This post is by Martha Haynes

As we wind up 2011 with about 95% of the ALFALFA survey observations completed, we are already starting actively to think about what science we want to do when we have finished the ALFALFA survey. That of course won’t be for some time; we won’t get the final observations until Fall 2012, and then we will still have to process and analyze the data to produce the final ALFALFA legacy catalog. But, already, we can imagine starting a new survey in a few years, and as was the case with ALFALFA itself, advanced planning (and a bit of dreaming) is critical to pushing the frontiers of science forward. What science do we want to do and what observational and computational capabilities will be required in order to achieve that science? What new instrumentation might be available in a few years? In the last few months, we’ve been thinking seriously about what will come after ALFALFA.

One of the science frontier questions related to “Understanding the Cosmic Order” identified in the Astro 2010 decadal survey asks how baryons cycle in and out of galaxies. A number of papers have shown that dark matter halos of mass below log Mtot/Msun < 10 are baryon-poor. Studying the process(es) which impose this depletion requires advances in (g)astrophysics (reionization, feedback, etc) and better observational constraints on the baryon content of low mass dwarfs. ALFALFA has discovered a set of ultracompact HI clouds which might be associated with low mass dark matter halos in the Local Group, but determining their distances and thus proving their extragalactic nature by detecting their associated stellar counterparts is very difficult. We realize that the clinching evidence that the lowest HI mass clouds are in fact the cores of isolated low mass dark matter halos will require a deep census of several very nearby groups of galaxies. At distances of 5-10 Mpc, low HI mass dwarfs will separate in velocity from the range of galactic and perigalactic phenomena, thereby allowing a direct estimate of distance without requiring the detection of stellar counterparts. Besides exploring the baryon content of low mass halos, an accurate counting of such dwarfs in nearby groups may potentially constrain dark matter decay models (decay injects kinetic energy that can unbind dwarfs).

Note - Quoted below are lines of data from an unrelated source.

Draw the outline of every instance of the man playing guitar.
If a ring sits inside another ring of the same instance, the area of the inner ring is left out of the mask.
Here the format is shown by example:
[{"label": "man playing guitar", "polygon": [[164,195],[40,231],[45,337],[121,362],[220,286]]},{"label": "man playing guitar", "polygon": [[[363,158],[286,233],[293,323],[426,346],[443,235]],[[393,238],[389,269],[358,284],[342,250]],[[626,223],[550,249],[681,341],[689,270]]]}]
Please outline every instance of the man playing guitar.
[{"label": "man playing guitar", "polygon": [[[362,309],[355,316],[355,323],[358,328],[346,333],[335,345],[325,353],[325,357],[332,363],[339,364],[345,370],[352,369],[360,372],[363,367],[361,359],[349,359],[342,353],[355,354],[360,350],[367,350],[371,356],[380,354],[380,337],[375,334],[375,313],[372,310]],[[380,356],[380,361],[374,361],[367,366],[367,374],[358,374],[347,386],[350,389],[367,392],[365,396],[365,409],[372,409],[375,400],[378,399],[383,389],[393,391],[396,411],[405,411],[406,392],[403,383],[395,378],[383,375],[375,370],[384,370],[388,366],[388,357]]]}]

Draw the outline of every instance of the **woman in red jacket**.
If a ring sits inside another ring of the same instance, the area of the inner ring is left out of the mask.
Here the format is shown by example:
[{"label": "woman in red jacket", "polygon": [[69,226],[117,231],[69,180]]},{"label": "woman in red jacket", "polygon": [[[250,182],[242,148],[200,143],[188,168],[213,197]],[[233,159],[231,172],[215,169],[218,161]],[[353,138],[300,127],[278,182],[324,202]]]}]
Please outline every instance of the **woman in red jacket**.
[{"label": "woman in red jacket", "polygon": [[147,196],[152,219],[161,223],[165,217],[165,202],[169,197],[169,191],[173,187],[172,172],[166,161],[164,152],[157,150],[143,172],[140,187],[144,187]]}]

A survey with 10 times ALFALFA’s sensitivity covering several hundred square degrees in 2-3 nearby groups would deliver the required sampling. To undertake such a survey with ALFA and its 7 feed horns would, however, take an enormous amount of telescope time. We need more pixels! The exciting news is that a 40-beam focal plane phased array feed (PAF) is now in development. A PAF on a single dish can be cooled, and Arecibo’s unmatched instantaneous sensitivity is optimal for local universe detection experiments. So, besides working on ALFALFA in the next years, we will also start the advanced planning for a new survey with this new device dubbed “AO40”, perhaps to start in 2014. You can read more about our thinking on this survey here.

We started the advanced planning for ALFALFA in 2002, and the survey observations themselves began in 2005. So it seems about the right time to start laying the foundations for the next generation survey. Dreaming about the future is always fun, especially when you realize that the future isn’t so far away.